The US presidential election can seem like a complicated process. From caucuses to primaries and the electoral college, we’re here to explain how it works before Joe Biden and Donald Trump square-up on November 3rd.
To start off, it’s important to know that the election to decide a new US President takes place every four years and that ever since 1845, the election itself has taken place on the first Tuesday after the first Monday in November.
A US President can be a man or a woman of any race or religion so long as they were born in the US, have lived in the country for at least 14 years and be aged 35 or above.
Luckily Joe Biden and Donald Trump qualify on all three counts, and as such one of them will be named the next President of the United States. Here’s how they got to the current stage, and what awaits them going forward.
How do the parties choose their presidential candidate?
One thing we expect you are familiar with is that the Democrats and the Republicans are the two main political parties in the United States. Between them the two parties have won every election since 1848.
The Democrats and the Republicans choose their candidate by holding primaries or caucuses in each US state.
Primaries are a straightforward state election for a preferred candidate, while caucuses allow party members to meet up, discuss who would be the best choice and then vote for their chosen nominee.

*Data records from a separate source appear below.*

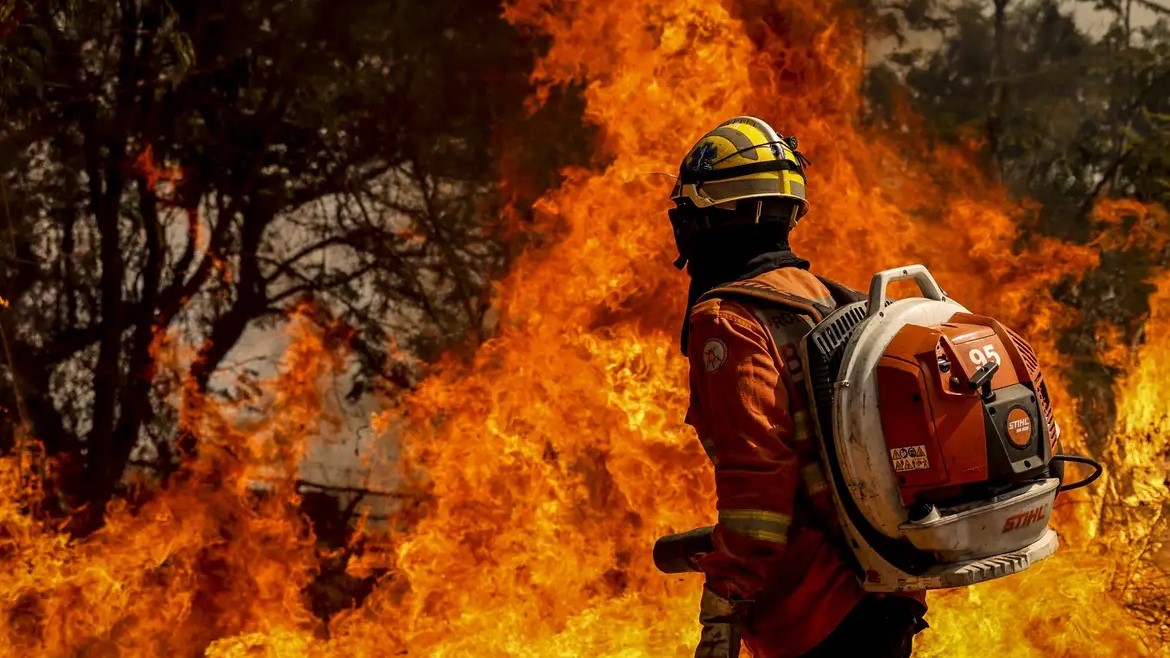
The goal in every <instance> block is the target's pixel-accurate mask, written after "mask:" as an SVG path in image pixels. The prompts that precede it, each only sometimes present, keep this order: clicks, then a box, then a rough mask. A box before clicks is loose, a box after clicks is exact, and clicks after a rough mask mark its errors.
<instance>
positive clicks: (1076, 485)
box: [1052, 454, 1104, 493]
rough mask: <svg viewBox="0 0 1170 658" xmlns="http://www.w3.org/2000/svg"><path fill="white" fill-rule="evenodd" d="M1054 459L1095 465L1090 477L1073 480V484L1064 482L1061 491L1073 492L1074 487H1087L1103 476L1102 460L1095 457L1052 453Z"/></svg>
mask: <svg viewBox="0 0 1170 658" xmlns="http://www.w3.org/2000/svg"><path fill="white" fill-rule="evenodd" d="M1052 460H1053V461H1071V462H1073V464H1083V465H1086V466H1092V467H1093V474H1092V475H1089V477H1088V478H1085V479H1082V480H1078V481H1075V482H1073V484H1071V485H1064V484H1062V485H1060V493H1065V492H1071V491H1073V489H1079V488H1081V487H1087V486H1089V485H1092V484H1093V482H1095V481H1096V479H1097V478H1100V477H1101V473H1103V472H1104V467H1103V466H1101V462H1100V461H1097V460H1095V459H1093V458H1089V457H1081V455H1079V454H1054V455H1052Z"/></svg>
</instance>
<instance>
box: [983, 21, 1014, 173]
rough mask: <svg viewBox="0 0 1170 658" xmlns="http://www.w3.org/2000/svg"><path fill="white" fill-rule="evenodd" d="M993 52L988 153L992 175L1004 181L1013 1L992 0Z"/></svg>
mask: <svg viewBox="0 0 1170 658" xmlns="http://www.w3.org/2000/svg"><path fill="white" fill-rule="evenodd" d="M993 2H995V8H996V16H995V50H993V53H992V59H991V85H990V92H991V94H990V98H989V100H987V151H989V153H990V155H991V172H990V173H991V174H992V176H993V177H995V178H996V179H997V180H999V179H1000V178H1002V177H1003V165H1004V163H1003V153H1002V151H1003V132H1004V108H1005V107H1006V98H1007V81H1006V76H1007V63H1006V61H1005V60H1006V54H1007V5H1009V4H1010V2H1011V0H993Z"/></svg>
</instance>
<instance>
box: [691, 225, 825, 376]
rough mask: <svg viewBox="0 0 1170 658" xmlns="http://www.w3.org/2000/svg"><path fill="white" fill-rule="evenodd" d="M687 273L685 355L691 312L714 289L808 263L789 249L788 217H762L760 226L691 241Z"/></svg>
mask: <svg viewBox="0 0 1170 658" xmlns="http://www.w3.org/2000/svg"><path fill="white" fill-rule="evenodd" d="M689 256H690V260H689V263H688V266H687V272H688V273H689V274H690V289H689V292H688V293H687V314H686V316H684V317H683V321H682V352H683V354H687V335H688V333H689V329H690V309H691V307H694V306H695V303H696V302H697V301H698V299H700V297H702V296H703V295H704V294H707V293H708V292H710V290H711V289H714V288H717V287H720V286H723V285H724V283H731V282H732V281H744V280H746V279H753V277H756V276H759V275H761V274H764V273H765V272H771V270H773V269H780V268H784V267H798V268H800V269H808V261H806V260H804V259H801V258H799V256H797V255H796V254H794V253H792V249H791V247H789V218H787V217H783V218H780V217H762V218H761V222H759V224H748V225H737V226H728V227H723V228H713V229H710V231H709V232H704V233H703V234H702V237H701V238H700V239H697V240H695V241H694V244H693V246H691V248H690V254H689Z"/></svg>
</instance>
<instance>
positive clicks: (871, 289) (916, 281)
mask: <svg viewBox="0 0 1170 658" xmlns="http://www.w3.org/2000/svg"><path fill="white" fill-rule="evenodd" d="M907 279H914V281H915V282H916V283H917V285H918V290H921V292H922V296H923V297H925V299H928V300H935V301H936V302H941V301H944V300H945V299H947V293H943V289H942V287H941V286H938V282H937V281H935V277H934V276H931V275H930V272H929V270H928V269H927V267H925V266H923V265H908V266H906V267H896V268H894V269H887V270H885V272H879V273H878V274H874V277H873V280H872V281H870V282H869V311H868V313H867V314H866V316H867V317H873V316H875V315H878V314H879V313H881V310H882V309H883V308H886V299H887V295H886V288H888V287H889V285H890V283H893V282H894V281H904V280H907Z"/></svg>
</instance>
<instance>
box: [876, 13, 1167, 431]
mask: <svg viewBox="0 0 1170 658" xmlns="http://www.w3.org/2000/svg"><path fill="white" fill-rule="evenodd" d="M1090 6H1092V7H1093V8H1095V9H1102V11H1106V12H1109V13H1110V14H1109V15H1112V20H1110V21H1109V23H1108V25H1107V28H1106V29H1104V30H1103V32H1101V30H1096V32H1090V30H1089V29H1087V27H1086V25H1083V23H1082V22H1079V21H1078V16H1076V12H1078V11H1082V12H1083V9H1086V8H1088V7H1090ZM1133 6H1134V2H1133V1H1120V2H1119V1H1110V2H1060V1H1058V0H1031V1H1024V0H1017V1H1011V2H1007V4H1006V7H1005V13H1004V19H1005V20H1004V21H1003V22H1002V23H999V25H997V21H996V20H995V13H993V2H986V1H973V0H963V1H958V2H952V4H945V5H942V6H941V7H940V9H941V11H942V12H943V13H944V14H945V22H947V28H945V29H944V30H943V35H942V37H941V39H930V37H927V39H923V37H922V36H921V35H918V37H917V39H906V37H903V42H909V41H914V42H916V43H917V44H918V47H917V48H916V49H915V48H909V47H900V48H897V49H895V52H894V53H892V54H890V55H889V56H887V57H885V59H883V60H882V61H881V62H878V63H876V64H875V66H874V68H873V70H872V73H870V75H869V80H868V84H867V92H868V111H869V116H868V117H867V119H868V121H870V122H873V123H876V124H882V123H888V122H889V121H892V117H894V116H895V114H894V111H893V110H894V108H895V107H896V102H897V101H899V100H908V101H909V102H910V105H911V107H913V108H915V109H916V110H917V111H918V112H920V114H921V116H922V117H923V122H924V126H925V130H927V131H928V136H927V137H928V138H930V139H941V140H958V139H962V138H969V137H975V138H977V139H979V140H982V143H983V144H984V148H983V152H982V157H984V158H985V162H986V164H987V170H989V173H991V174H992V176H996V177H998V178H999V179H1000V180H1002V181H1003V183H1004V185H1006V186H1007V189H1009V190H1010V191H1012V192H1013V193H1014V194H1016V196H1018V197H1020V198H1027V199H1031V200H1033V201H1039V207H1040V213H1039V215H1038V217H1037V218H1033V221H1032V222H1031V224H1028V225H1027V228H1028V229H1030V232H1039V233H1042V234H1048V235H1054V237H1059V238H1062V239H1066V240H1073V241H1080V242H1086V241H1089V240H1099V239H1101V238H1102V231H1113V232H1115V233H1117V234H1121V235H1129V234H1131V233H1133V232H1135V231H1136V228H1135V226H1136V225H1135V224H1134V222H1133V221H1123V222H1122V225H1121V226H1120V227H1106V226H1103V225H1102V224H1101V222H1100V221H1099V220H1097V219H1096V218H1095V217H1094V213H1093V210H1094V207H1095V205H1096V204H1097V203H1099V201H1101V200H1102V199H1107V198H1127V199H1135V200H1137V201H1141V203H1143V204H1156V205H1162V206H1170V185H1168V180H1170V155H1168V153H1170V122H1168V121H1166V119H1168V115H1170V108H1168V104H1170V23H1168V22H1166V18H1165V16H1163V18H1161V19H1159V20H1157V21H1155V22H1154V23H1151V25H1136V23H1135V22H1134V21H1133V20H1131V14H1130V9H1133ZM924 42H925V43H927V44H928V46H927V47H922V46H921V44H922V43H924ZM997 44H1002V49H1000V47H997ZM997 71H998V74H997ZM1103 244H1106V245H1114V246H1112V247H1110V246H1107V247H1104V249H1103V252H1102V260H1101V266H1100V267H1099V268H1097V269H1096V270H1095V272H1090V273H1086V274H1085V275H1083V276H1078V280H1076V281H1073V280H1069V281H1066V282H1065V283H1064V285H1062V286H1060V287H1059V289H1057V290H1055V294H1057V296H1058V299H1060V300H1062V301H1065V302H1066V303H1067V304H1068V307H1069V309H1071V311H1073V313H1076V314H1078V315H1079V320H1080V323H1079V328H1078V329H1076V330H1075V331H1072V333H1069V334H1068V335H1067V336H1065V337H1064V340H1062V341H1061V344H1060V348H1061V349H1062V350H1064V351H1065V352H1066V354H1067V356H1068V363H1071V364H1072V365H1073V370H1074V373H1075V376H1074V377H1073V382H1074V384H1073V388H1074V392H1075V393H1078V395H1079V396H1080V397H1081V399H1082V402H1083V403H1085V404H1086V405H1087V407H1089V409H1096V410H1106V412H1103V413H1097V414H1095V416H1094V419H1093V421H1090V423H1089V429H1090V431H1092V433H1093V436H1094V437H1096V438H1103V437H1104V436H1107V434H1108V432H1109V429H1110V427H1112V423H1113V417H1112V409H1113V398H1112V396H1113V382H1114V378H1115V377H1116V376H1117V375H1119V373H1117V372H1116V371H1114V370H1112V369H1109V368H1106V366H1102V365H1101V364H1100V363H1099V362H1097V359H1096V347H1095V345H1096V341H1097V330H1099V329H1100V327H1101V325H1104V324H1114V325H1117V327H1119V328H1121V330H1122V331H1121V336H1122V338H1123V340H1135V338H1136V337H1138V336H1140V335H1141V330H1142V323H1143V322H1144V320H1145V317H1147V315H1148V310H1149V309H1148V299H1149V294H1150V292H1151V287H1150V285H1149V282H1148V281H1149V280H1150V277H1151V276H1152V275H1154V274H1155V273H1156V272H1158V270H1161V269H1164V268H1165V267H1166V265H1168V263H1170V253H1168V252H1166V251H1165V249H1164V245H1163V244H1162V242H1159V241H1157V240H1152V241H1145V242H1143V241H1142V240H1114V241H1108V240H1106V241H1104V242H1103Z"/></svg>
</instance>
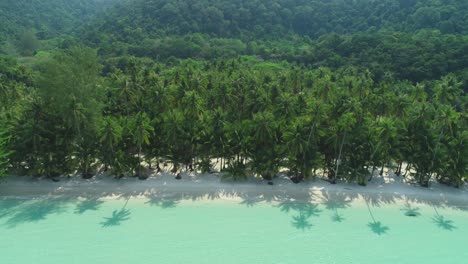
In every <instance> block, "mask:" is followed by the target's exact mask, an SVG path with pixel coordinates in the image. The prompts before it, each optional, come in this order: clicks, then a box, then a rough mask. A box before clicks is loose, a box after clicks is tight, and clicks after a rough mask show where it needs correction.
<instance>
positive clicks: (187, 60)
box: [0, 0, 468, 187]
mask: <svg viewBox="0 0 468 264" xmlns="http://www.w3.org/2000/svg"><path fill="white" fill-rule="evenodd" d="M467 14H468V2H467V1H465V0H444V1H439V0H380V1H371V0H361V1H344V0H309V1H304V0H249V1H245V0H199V1H190V0H43V1H26V0H14V1H13V0H2V1H1V2H0V20H1V26H0V43H1V44H0V54H1V55H0V131H1V132H0V174H1V175H4V176H6V175H22V176H26V175H29V176H31V177H48V178H50V179H57V177H59V176H60V177H64V176H67V177H84V178H91V177H93V176H94V175H96V174H99V173H106V175H108V177H115V178H127V177H138V178H140V179H146V178H147V177H149V176H150V175H151V174H154V173H156V174H157V173H159V172H161V171H163V170H170V171H171V172H172V173H173V175H174V177H184V175H185V174H183V173H182V172H190V171H195V172H200V173H210V172H214V171H217V170H220V171H221V172H222V175H223V176H222V177H223V178H229V179H231V180H236V181H241V180H245V179H248V178H251V177H257V178H263V179H264V180H266V181H271V180H272V179H274V178H275V177H277V175H278V174H279V173H280V172H282V173H286V174H287V175H288V176H289V177H290V179H291V180H292V181H293V182H295V183H299V182H301V181H304V180H307V179H312V178H315V177H322V178H323V179H325V180H327V181H329V182H330V183H337V182H352V183H357V184H359V185H367V184H368V183H369V181H372V180H373V179H375V177H379V174H380V175H382V174H383V173H384V169H385V170H387V169H392V170H393V171H394V172H395V174H396V175H398V176H400V177H405V178H407V179H411V180H412V181H414V182H415V183H417V184H420V185H421V186H426V187H427V186H429V185H430V182H431V181H438V182H440V183H443V184H446V185H449V186H454V187H461V186H462V185H464V183H465V181H466V180H467V177H468V174H467V168H468V127H467V121H468V120H467V111H466V108H467V103H468V97H467V95H466V92H467V90H468V17H467Z"/></svg>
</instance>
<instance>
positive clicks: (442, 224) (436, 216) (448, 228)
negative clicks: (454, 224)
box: [432, 207, 457, 231]
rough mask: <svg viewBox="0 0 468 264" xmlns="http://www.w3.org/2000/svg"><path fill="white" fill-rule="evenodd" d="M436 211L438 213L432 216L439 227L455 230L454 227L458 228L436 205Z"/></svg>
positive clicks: (434, 208) (436, 224)
mask: <svg viewBox="0 0 468 264" xmlns="http://www.w3.org/2000/svg"><path fill="white" fill-rule="evenodd" d="M434 211H435V212H436V215H435V216H434V217H432V222H433V223H434V224H436V225H437V226H438V227H439V228H442V229H444V230H447V231H453V230H454V229H457V227H456V226H455V225H454V224H453V221H452V220H450V219H447V218H445V217H444V216H443V215H441V214H439V212H438V211H437V209H436V208H435V207H434Z"/></svg>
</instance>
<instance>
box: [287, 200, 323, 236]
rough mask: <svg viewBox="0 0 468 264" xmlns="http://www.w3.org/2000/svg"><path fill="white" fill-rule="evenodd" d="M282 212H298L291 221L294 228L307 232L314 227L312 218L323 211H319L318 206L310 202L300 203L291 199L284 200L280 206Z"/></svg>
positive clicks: (315, 204) (292, 218)
mask: <svg viewBox="0 0 468 264" xmlns="http://www.w3.org/2000/svg"><path fill="white" fill-rule="evenodd" d="M278 207H279V208H280V210H281V211H282V212H285V213H289V212H290V211H293V212H296V213H297V215H294V216H293V217H292V220H291V224H292V226H293V227H294V228H296V229H299V230H302V231H305V230H307V229H310V228H311V227H312V226H313V225H312V224H311V223H310V218H311V217H312V216H315V217H317V216H319V214H320V212H321V210H320V209H318V206H317V205H316V204H311V203H308V202H299V201H295V200H291V199H287V200H284V201H282V202H280V203H279V204H278Z"/></svg>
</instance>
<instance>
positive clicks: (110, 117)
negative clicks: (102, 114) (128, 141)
mask: <svg viewBox="0 0 468 264" xmlns="http://www.w3.org/2000/svg"><path fill="white" fill-rule="evenodd" d="M122 132H123V129H122V127H121V126H120V124H119V123H118V122H117V120H116V119H115V118H113V117H105V118H104V119H103V121H102V123H101V128H100V129H99V142H100V143H101V150H102V153H103V157H102V162H103V163H104V166H105V170H107V168H108V167H109V166H111V167H112V166H113V165H114V164H115V151H116V148H117V146H118V144H119V142H120V141H121V140H122Z"/></svg>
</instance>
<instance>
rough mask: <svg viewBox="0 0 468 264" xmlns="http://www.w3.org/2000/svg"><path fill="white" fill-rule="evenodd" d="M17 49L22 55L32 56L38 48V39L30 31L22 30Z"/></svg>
mask: <svg viewBox="0 0 468 264" xmlns="http://www.w3.org/2000/svg"><path fill="white" fill-rule="evenodd" d="M17 46H18V49H19V51H20V54H21V55H23V56H32V55H34V53H35V52H36V50H37V49H38V48H39V40H37V37H36V34H34V32H32V31H26V32H24V33H23V34H22V35H21V37H20V39H19V40H18V44H17Z"/></svg>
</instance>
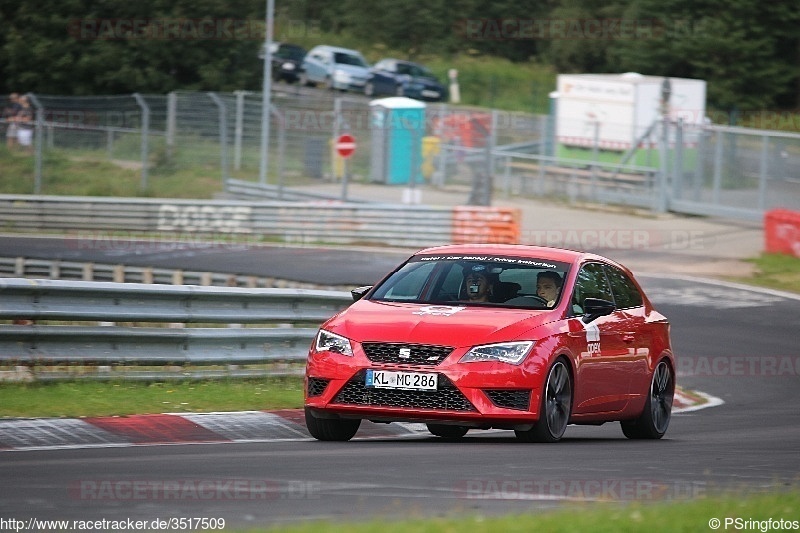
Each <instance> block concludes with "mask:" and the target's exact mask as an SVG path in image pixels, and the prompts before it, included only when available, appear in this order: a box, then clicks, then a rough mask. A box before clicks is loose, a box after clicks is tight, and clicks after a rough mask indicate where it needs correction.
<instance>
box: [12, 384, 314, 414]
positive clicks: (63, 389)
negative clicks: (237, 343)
mask: <svg viewBox="0 0 800 533" xmlns="http://www.w3.org/2000/svg"><path fill="white" fill-rule="evenodd" d="M302 405H303V379H302V378H301V377H281V378H265V379H230V380H202V381H175V382H172V381H168V382H135V381H134V382H131V381H116V382H115V381H112V382H96V381H68V382H36V383H3V384H2V385H1V386H0V417H86V416H112V415H130V414H147V413H197V412H211V411H251V410H269V409H288V408H297V407H301V406H302Z"/></svg>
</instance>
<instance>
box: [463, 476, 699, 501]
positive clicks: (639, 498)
mask: <svg viewBox="0 0 800 533" xmlns="http://www.w3.org/2000/svg"><path fill="white" fill-rule="evenodd" d="M456 489H457V492H458V493H459V494H460V495H461V497H463V498H466V499H476V500H532V501H535V500H576V501H634V500H642V501H662V500H692V499H695V498H701V497H705V496H706V492H707V490H706V483H705V482H702V481H659V480H649V479H617V478H606V479H464V480H461V481H459V482H458V483H456Z"/></svg>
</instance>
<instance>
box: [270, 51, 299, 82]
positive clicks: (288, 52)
mask: <svg viewBox="0 0 800 533" xmlns="http://www.w3.org/2000/svg"><path fill="white" fill-rule="evenodd" d="M305 57H306V49H305V48H303V47H302V46H299V45H296V44H290V43H272V79H273V80H274V81H285V82H287V83H296V82H297V81H298V80H299V79H300V73H301V72H302V70H303V58H305Z"/></svg>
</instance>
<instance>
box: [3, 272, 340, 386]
mask: <svg viewBox="0 0 800 533" xmlns="http://www.w3.org/2000/svg"><path fill="white" fill-rule="evenodd" d="M351 302H352V298H351V297H350V295H349V294H348V293H345V292H334V291H314V290H302V289H241V288H232V287H196V286H163V285H143V284H133V283H125V284H122V283H103V282H82V281H63V280H60V281H55V280H30V279H5V280H3V279H0V320H6V321H13V322H14V323H10V324H0V367H3V368H4V370H2V373H3V374H2V375H3V376H5V377H6V378H8V377H12V378H13V379H43V380H47V379H76V378H81V379H83V378H91V379H112V378H118V377H124V378H125V379H156V378H158V379H163V378H175V379H183V378H196V377H250V376H263V375H273V374H283V373H287V371H290V373H297V372H298V367H297V366H295V367H294V370H291V366H292V365H293V364H301V363H302V362H303V361H304V360H305V357H306V355H307V352H308V348H309V346H310V344H311V341H312V339H313V338H314V335H315V333H316V326H317V325H318V324H320V323H321V322H323V321H324V320H326V319H327V318H329V317H330V316H332V315H334V314H335V313H336V312H338V311H339V310H341V309H343V308H345V307H346V306H347V305H349V303H351ZM23 319H24V320H23ZM95 321H101V322H100V324H102V325H98V324H97V323H95ZM23 322H24V324H23ZM43 322H44V323H43ZM119 323H122V325H119ZM140 323H147V324H153V325H158V324H160V325H161V326H162V327H142V326H141V324H140ZM187 324H195V325H198V326H201V327H187ZM209 324H217V325H220V327H205V326H207V325H209ZM244 324H251V325H254V326H255V327H244V326H243V325H244ZM270 325H271V326H272V327H268V326H270ZM225 326H227V327H225ZM299 368H300V369H302V366H301V365H300V366H299Z"/></svg>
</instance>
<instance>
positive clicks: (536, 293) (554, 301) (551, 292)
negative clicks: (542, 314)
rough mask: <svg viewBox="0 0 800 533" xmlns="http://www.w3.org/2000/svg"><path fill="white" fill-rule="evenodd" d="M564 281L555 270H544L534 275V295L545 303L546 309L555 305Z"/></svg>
mask: <svg viewBox="0 0 800 533" xmlns="http://www.w3.org/2000/svg"><path fill="white" fill-rule="evenodd" d="M563 284H564V280H563V279H562V278H561V275H560V274H559V273H558V272H556V271H555V270H545V271H544V272H539V274H537V275H536V295H537V296H538V297H539V298H542V299H543V300H545V301H546V302H547V307H553V306H554V305H556V300H558V295H559V293H560V292H561V286H562V285H563Z"/></svg>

In a primary, if a candidate wins the state, they receive all of that state’s delegates. ‘Super Tuesday’ is when many states vote in their primary elections.
The winner for each party is then announced at their chosen party’s national convention, along with their platform and the rules which will guide their strategy if they win the race for the white house.
The vice-presidential nominee is also announced at the national convention.
Let the campaigning begin!
Once the nominees are decided, then the fun begins, with each candidate travelling across the United States in an attempt to win the votes of the general public.
Campaigns are often long, tiring and fierce, with rallies taking place at arenas, convention centres and town halls which are also screened on major TV networks.
None of this comes cheap either. Barrack Obama’s campaign to win the 2008 election is reported to have cost an eye-watering $730m. Opponent John McCain is reported to have spent $333m.
How does the US election work?
We already know the US election will take place on Tuesday 3rd November. But how exactly does it work? Well, American citizens will vote for ‘electors’ who support the candidate they want to be the president.
These electors form what is known as the ‘electoral college.’ The number of electoral college votes in each individual state is determined by how many people live in said state.
California is the most-populous US state and therefore has the most electoral college votes with 55. Alaska, Delaware, Montana, North Dakota, South Dakota, Vermont and Wyoming are among the least populous and therefore have just three electoral college votes each.
That means winning the most states or the popular vote doesn’t necessarily mean you’ll win the election itself. Just ask Hillary Clinton, who received a 48.18% share of the popular vote to Trump’s 46.09% in 2016, but lost the electoral college 227 to 304.
The electoral college consists of 538 electors in total, with 270 being the majority required to win an election.
Swing states are particularly important in the outcome of the US election – these are states where no party has a clear majority in the run-up to an election, meaning they could be won by either side.
Georgia, Florida, Maine and Ohio are currently forecast as three of the closest swing states at the 2020 US election.
When is the new president sworn in?
Once the election process is complete, the new president has to wait over two months before being inaugurated.
Inauguration day in 2021 will take place on Wednesday 20th January and will see either Donald Trump retain the presidency, or Joe Biden become the 46th President of the United States.